Um 11:09 Uhr schickt Christophe Didillon die erste E-Mail an die Reporter. Er habe eben mit seiner Anwältin gesprochen, „es sieht nicht gut aus“. In den nächsten  Stunden und Tagen folgen viele weitere E-Mails. An seine Anwältin. An den WEISSEN RING. An das Landesamt. Einige der E-Mails sind sehr, sehr lang. Didillon ist  enttäuscht.

Am nächsten Morgen steht fest: Das Gericht hat seine Klage abgewiesen, Didillon erhält keinen Berufsschadensausgleich. Er ist wütend. Diese Gutachterin! Dieses  Gericht! Ja, kündigt er an, er werde Berufung einlegen!

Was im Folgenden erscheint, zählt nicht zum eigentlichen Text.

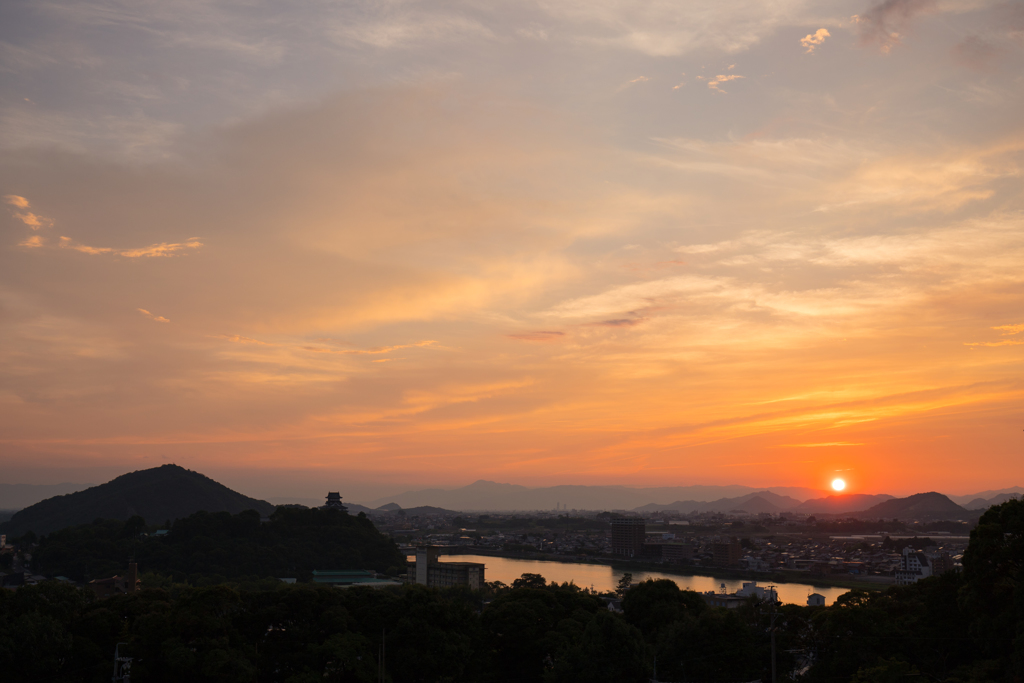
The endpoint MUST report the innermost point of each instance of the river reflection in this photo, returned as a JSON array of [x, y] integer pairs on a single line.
[[603, 578]]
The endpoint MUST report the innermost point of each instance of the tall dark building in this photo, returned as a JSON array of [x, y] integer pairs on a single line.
[[334, 502], [727, 553], [628, 536]]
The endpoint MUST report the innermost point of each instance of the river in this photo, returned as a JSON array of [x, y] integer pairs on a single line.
[[603, 578]]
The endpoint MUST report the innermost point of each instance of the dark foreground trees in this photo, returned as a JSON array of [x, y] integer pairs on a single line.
[[215, 547], [956, 628]]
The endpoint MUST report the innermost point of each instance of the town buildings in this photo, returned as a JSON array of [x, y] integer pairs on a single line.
[[915, 565], [727, 553], [628, 536], [428, 570]]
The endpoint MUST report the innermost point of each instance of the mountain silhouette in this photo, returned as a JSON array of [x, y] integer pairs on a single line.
[[156, 495]]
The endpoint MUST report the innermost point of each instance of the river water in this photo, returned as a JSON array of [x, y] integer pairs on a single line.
[[603, 578]]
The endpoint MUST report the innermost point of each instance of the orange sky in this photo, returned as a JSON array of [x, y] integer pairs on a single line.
[[559, 244]]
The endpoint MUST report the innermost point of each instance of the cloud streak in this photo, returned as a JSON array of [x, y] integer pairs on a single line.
[[163, 249], [814, 40]]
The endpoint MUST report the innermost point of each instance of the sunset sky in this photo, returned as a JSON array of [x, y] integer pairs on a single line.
[[371, 247]]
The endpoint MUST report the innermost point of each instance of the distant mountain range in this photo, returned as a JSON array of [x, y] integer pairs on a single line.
[[489, 496], [156, 495], [982, 504], [919, 505], [17, 496], [763, 501], [985, 495], [839, 504]]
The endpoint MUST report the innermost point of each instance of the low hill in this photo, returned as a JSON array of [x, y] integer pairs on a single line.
[[985, 495], [213, 547], [156, 495], [919, 505], [757, 505], [983, 504], [840, 504], [766, 501], [492, 496]]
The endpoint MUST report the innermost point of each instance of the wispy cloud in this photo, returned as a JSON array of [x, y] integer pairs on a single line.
[[539, 335], [238, 339], [31, 219], [813, 40], [720, 79], [156, 318], [369, 351], [16, 201], [163, 249]]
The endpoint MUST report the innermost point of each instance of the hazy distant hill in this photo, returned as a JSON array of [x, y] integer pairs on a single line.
[[919, 505], [839, 504], [17, 496], [759, 501], [985, 495], [492, 496], [156, 495], [981, 503]]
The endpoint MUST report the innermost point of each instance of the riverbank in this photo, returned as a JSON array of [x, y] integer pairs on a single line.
[[783, 575]]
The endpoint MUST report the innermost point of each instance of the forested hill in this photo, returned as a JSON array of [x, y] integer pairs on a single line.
[[209, 548], [157, 495]]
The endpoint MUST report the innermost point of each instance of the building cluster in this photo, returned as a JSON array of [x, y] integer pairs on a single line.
[[713, 541], [429, 570]]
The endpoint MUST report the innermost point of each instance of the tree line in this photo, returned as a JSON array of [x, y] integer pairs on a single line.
[[957, 628]]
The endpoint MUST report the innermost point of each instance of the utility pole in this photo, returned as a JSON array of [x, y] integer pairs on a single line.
[[773, 616], [122, 666]]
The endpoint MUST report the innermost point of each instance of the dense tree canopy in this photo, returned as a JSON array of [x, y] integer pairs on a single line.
[[957, 628]]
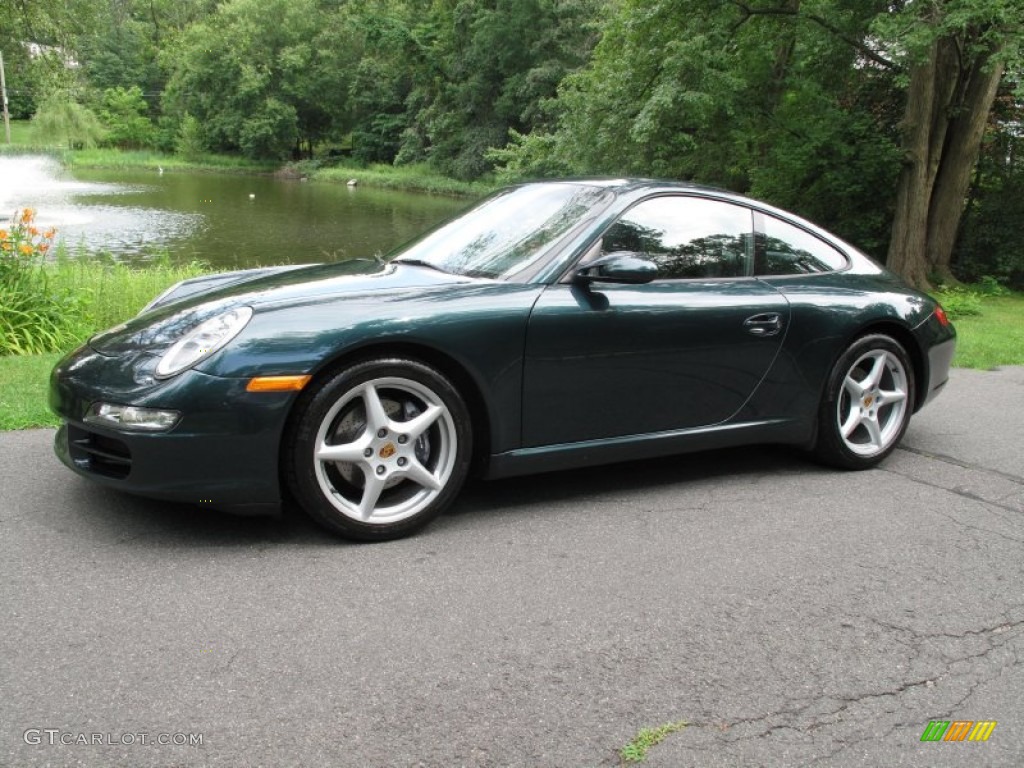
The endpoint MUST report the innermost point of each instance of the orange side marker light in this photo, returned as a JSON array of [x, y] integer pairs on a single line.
[[276, 383]]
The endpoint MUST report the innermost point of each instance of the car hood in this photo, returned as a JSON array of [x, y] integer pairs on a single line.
[[189, 303]]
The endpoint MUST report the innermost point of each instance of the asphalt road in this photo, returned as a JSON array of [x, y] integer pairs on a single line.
[[791, 614]]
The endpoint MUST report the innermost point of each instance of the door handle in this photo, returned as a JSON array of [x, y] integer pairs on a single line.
[[768, 324]]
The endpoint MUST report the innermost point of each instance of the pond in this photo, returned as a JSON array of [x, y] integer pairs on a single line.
[[227, 220]]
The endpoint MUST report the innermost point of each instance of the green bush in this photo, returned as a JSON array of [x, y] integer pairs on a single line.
[[960, 302], [35, 316]]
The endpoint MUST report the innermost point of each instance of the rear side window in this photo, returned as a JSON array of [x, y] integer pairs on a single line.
[[687, 238], [784, 249]]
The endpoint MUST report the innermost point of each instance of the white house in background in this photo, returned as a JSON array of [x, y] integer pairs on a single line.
[[37, 49]]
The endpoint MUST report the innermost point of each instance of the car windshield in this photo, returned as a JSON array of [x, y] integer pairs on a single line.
[[508, 232]]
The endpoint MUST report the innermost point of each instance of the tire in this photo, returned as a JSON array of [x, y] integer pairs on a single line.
[[866, 404], [379, 450]]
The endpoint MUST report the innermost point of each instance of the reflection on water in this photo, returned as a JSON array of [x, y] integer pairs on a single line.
[[229, 220]]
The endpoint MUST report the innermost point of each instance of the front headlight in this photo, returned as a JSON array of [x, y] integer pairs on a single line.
[[203, 341]]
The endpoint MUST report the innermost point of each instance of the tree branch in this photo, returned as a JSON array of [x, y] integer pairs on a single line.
[[747, 12]]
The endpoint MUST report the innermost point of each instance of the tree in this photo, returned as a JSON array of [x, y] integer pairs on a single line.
[[61, 120], [956, 53], [262, 76], [123, 112]]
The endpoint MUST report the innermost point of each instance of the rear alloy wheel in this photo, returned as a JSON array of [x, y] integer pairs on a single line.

Das sei er sich schuldig, „sonst würde ich mir doch eingestehen müssen, von Anfang an falschgelegen zu haben“.  Er sagt: „Ich kämpfe weiter!“

Nichts endete an diesem Tag für Christophe Didillon.

Transparenzhinweis:
Der WEISSE RING hat Christophe Didillon in den vergangenen Jahren wiederholt unterstützt, unter anderem mit der Übernahme von Anwalts- und Gutachterkosten. Die Redaktion des WEISSER RING Magazins sprach zudem seit 2021 mehrfach mit ihm im Zuge ihrer Recherchen für den 2022 veröffentlichten OEG-Report.